I use a wrapper script I created to help me coordinate these conversions more easily, you can check it out here.
For this model, I believe I needed to use the normal convert.py which is ideal for llama & mistral architectures (Gorilla follows Llama, as you can see if their config.json file), along with the bpe (byte-paid encoding) vocab type (the convert.py script defaults to spm for sentence piece tokenizers, and also support's huggingface fast tokenizers, hfft).
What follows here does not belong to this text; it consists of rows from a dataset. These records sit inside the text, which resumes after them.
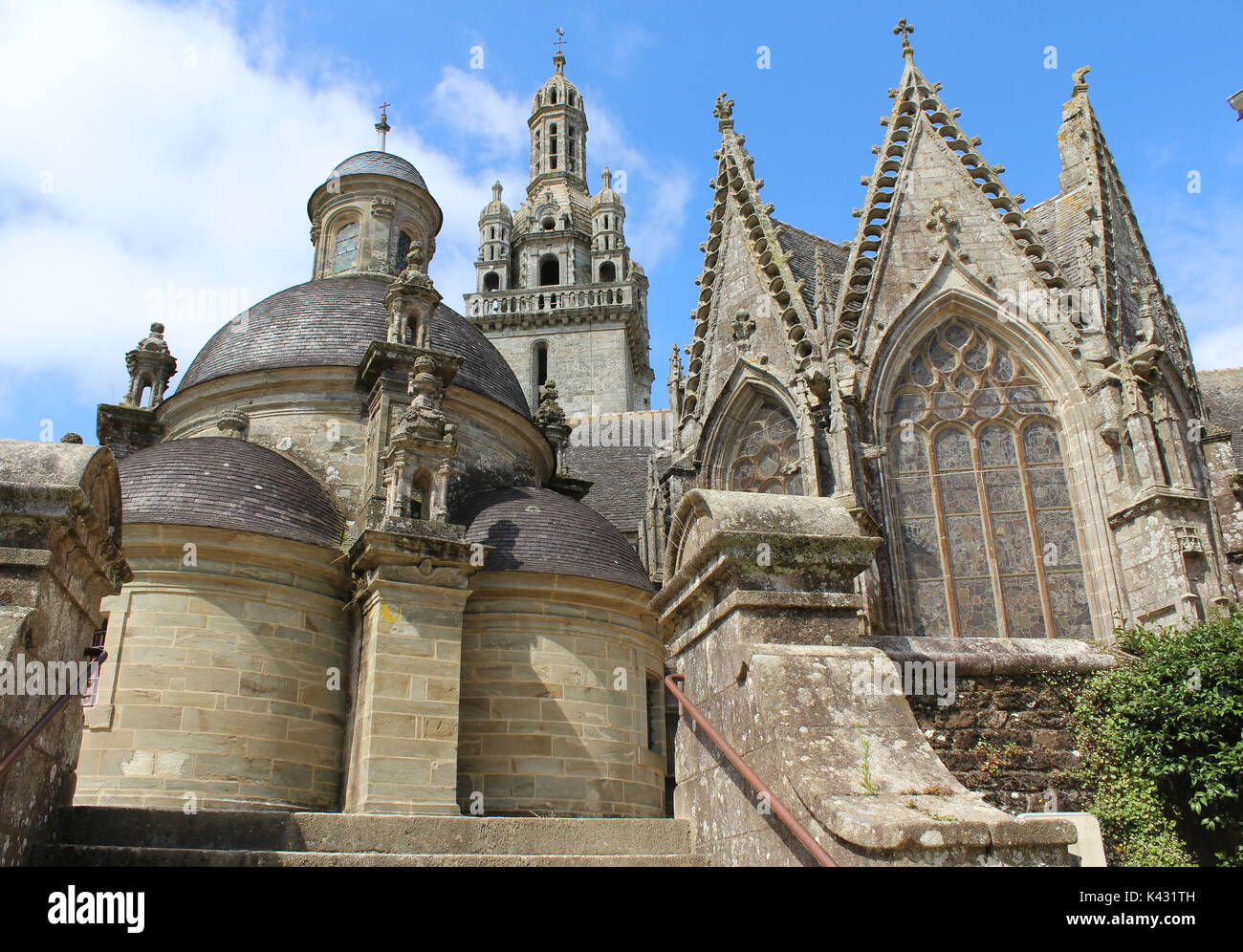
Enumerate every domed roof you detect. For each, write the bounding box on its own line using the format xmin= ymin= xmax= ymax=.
xmin=328 ymin=152 xmax=427 ymax=191
xmin=119 ymin=436 xmax=344 ymax=548
xmin=455 ymin=486 xmax=651 ymax=592
xmin=531 ymin=53 xmax=583 ymax=112
xmin=178 ymin=274 xmax=531 ymax=419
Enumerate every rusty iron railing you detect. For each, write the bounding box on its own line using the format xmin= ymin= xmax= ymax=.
xmin=0 ymin=647 xmax=108 ymax=775
xmin=665 ymin=675 xmax=838 ymax=866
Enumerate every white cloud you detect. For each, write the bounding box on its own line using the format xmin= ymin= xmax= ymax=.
xmin=0 ymin=0 xmax=688 ymax=405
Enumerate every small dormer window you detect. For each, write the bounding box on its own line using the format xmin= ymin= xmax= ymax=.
xmin=332 ymin=221 xmax=360 ymax=274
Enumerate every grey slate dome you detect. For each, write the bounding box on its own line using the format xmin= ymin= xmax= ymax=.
xmin=119 ymin=436 xmax=344 ymax=550
xmin=178 ymin=274 xmax=531 ymax=419
xmin=455 ymin=486 xmax=651 ymax=592
xmin=328 ymin=152 xmax=427 ymax=191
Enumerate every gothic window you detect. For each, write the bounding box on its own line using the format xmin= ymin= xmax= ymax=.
xmin=397 ymin=231 xmax=411 ymax=270
xmin=332 ymin=221 xmax=358 ymax=274
xmin=724 ymin=397 xmax=803 ymax=496
xmin=887 ymin=320 xmax=1091 ymax=638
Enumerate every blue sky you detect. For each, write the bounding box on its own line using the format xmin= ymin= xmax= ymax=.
xmin=0 ymin=0 xmax=1243 ymax=442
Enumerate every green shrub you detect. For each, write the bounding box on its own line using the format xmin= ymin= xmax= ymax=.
xmin=1073 ymin=607 xmax=1243 ymax=866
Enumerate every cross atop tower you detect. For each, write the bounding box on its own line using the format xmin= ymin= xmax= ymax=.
xmin=376 ymin=102 xmax=393 ymax=152
xmin=894 ymin=16 xmax=915 ymax=56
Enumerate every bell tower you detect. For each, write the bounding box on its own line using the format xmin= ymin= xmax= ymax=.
xmin=465 ymin=41 xmax=655 ymax=417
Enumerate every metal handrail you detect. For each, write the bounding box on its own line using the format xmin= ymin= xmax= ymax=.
xmin=0 ymin=647 xmax=108 ymax=774
xmin=665 ymin=675 xmax=838 ymax=866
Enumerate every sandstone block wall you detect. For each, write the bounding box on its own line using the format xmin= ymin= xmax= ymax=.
xmin=75 ymin=525 xmax=351 ymax=811
xmin=457 ymin=572 xmax=665 ymax=816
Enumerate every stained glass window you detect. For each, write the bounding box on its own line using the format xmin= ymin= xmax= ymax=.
xmin=726 ymin=398 xmax=803 ymax=496
xmin=332 ymin=221 xmax=358 ymax=274
xmin=887 ymin=320 xmax=1091 ymax=638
Finally, the expected vocab size didn't match the model's vocab size on the first attempt, so I added the pad-vocab option which llama.cpp exposes.
so to convert this model with my script, I ran the following command:
./autogguf -uv gorilla-llm/gorilla-openfunctions-v2 -vt bpe -pv
this means:
- update to latest llama.cpp & install/compile dependencies (-u)
- print verbose script output (-v)
- model type of llama (-m, omitted as llama is default)
- vocab type of bpe (-vt)
- pad vocab enabled (-pv)
Let me know if you have further questions; have a great one!
Thanks for the detail explanation. I appreciate your work, it's helpful. I've checked out the project.